Starting in 1962, the company’s lineup would be simplified; the last gesture of Romney’s tenure. Only two wheelbases were offered, the 110″ for the American, and the 112″ for the Classic and the Ambassador. The latter two now shared much sheet metal, with V-8 power now being exclusive to the Ambassador. The move paid off, overall production reached new records and even Ambassador sales saw an increase.
AMC was to try a new dance under the guidance of new CEO Roy Abernethy. The new head intended to face the Big 3 directly, hoping to distance the company from the thrifty and homely image Ramblers had acquired. The new Classic V-8 was an early effort in those ambitions; “… to compete in the current trend toward smooth strong power in lower-priced cars, AMC has created… the 287CID V-8 in the Classic… this competes nicely in power and performance with the 283 V-8 Chevy II and Chevelle, the 289 V-8 Fairlane, the 260 V-8 Falcon, and the new 273 V-8 Valiants and Darts…” And with a price tag of $105 over the regular 6-cyl., the reviewers considered the package a bargain.
Extra power and luxury options were becoming the norm in the US domestic compact segment, and the new upgrades gave the Classic V-8 the cold specs to join the fray. Besides higher performance numbers, the V-8 allocated more power to the many amenities present in the test’s 770 hardtop; “… the Classic V-8 buyer gets improvements in electrical system, brakes, suspension and drivetrain components over those in the 6-cyl.
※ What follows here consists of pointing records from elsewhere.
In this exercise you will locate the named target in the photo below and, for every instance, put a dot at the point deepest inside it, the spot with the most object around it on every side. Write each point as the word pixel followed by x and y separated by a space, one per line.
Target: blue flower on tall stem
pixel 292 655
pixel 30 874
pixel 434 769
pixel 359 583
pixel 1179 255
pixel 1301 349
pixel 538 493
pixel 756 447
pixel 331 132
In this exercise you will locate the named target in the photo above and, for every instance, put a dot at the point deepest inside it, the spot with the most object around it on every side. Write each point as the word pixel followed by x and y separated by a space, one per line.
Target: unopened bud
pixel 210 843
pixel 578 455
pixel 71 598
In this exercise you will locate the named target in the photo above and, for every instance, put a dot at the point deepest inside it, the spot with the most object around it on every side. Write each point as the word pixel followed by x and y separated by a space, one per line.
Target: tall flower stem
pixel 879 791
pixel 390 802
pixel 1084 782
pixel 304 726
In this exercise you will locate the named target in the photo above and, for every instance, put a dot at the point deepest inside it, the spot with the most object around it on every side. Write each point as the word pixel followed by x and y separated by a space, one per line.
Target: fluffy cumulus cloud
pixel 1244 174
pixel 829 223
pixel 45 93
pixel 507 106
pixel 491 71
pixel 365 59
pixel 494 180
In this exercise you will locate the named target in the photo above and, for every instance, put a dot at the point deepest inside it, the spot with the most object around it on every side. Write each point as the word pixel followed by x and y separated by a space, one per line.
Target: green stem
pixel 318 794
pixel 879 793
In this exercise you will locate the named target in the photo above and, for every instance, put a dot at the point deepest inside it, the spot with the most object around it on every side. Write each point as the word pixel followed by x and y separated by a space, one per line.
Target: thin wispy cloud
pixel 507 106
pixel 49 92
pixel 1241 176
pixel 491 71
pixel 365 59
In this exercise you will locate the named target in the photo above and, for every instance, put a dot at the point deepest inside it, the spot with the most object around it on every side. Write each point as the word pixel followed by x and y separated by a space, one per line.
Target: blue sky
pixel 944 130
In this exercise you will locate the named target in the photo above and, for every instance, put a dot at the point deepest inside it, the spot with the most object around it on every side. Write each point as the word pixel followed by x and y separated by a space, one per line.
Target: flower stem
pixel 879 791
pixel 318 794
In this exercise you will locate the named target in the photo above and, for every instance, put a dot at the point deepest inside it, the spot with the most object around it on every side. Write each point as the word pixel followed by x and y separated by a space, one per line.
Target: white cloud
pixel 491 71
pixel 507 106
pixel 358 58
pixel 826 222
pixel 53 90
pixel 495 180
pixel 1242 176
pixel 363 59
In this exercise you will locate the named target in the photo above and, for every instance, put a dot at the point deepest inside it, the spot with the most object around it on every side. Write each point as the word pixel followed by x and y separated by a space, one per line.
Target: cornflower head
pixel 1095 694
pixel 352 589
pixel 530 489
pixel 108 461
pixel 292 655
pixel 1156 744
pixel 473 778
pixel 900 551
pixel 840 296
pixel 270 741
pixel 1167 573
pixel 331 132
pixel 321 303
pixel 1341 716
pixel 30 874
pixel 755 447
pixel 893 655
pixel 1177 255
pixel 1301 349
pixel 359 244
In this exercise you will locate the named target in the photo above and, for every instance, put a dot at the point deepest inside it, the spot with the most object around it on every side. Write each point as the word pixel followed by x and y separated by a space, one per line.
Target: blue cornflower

Classic… this month’s Rambler, has an extremely high ‘plush’ factor… the ’64 Rambler Classic V-8 is long on comfort… and cruising ability…”
On the other hand, handling greatly suffered with the added V-8. While the model had the suspension and drivetrain upgrades expected in a higher-performing model; “the Classic V-8’s cornering is classic understeer, magnified… it plows through corners with the front trying to maintain a straight line… (with) a tendency to skip about, breaking traction at the slightest provocation…” It probably didn’t help matters that the 287 V-8 offered in the Classic was just a small-bore version of AMC’s already obsolete 327 V-8. Not a lightweight mill to begin with, leading to a 59/41 weight distribution on the hardtop.
At some point, a frustrated Abernethy is quoted as saying “… how long does it take to change an image?” Despite AMC’s efforts, the Classic remained inextricably linked to sensible frugality. The 6-cyl. carried on as the Rambler’s chore product; out of 206,300 Classics built for ’64, only 11,900 were 770 hardtops with V-8 power. Total sales were receding as well, with AMC dropping to 8th place overall by the closing of the year. Ambassador numbers also suffered, doing about half the business it had done for ’63.
For ’65, the company would keep following the Big 3’s tune, with ever-diminishing returns. A larger Ambassador and the Marlin fastback would arrive, but no matter what moves it made, AMC would remain an outsider in the party.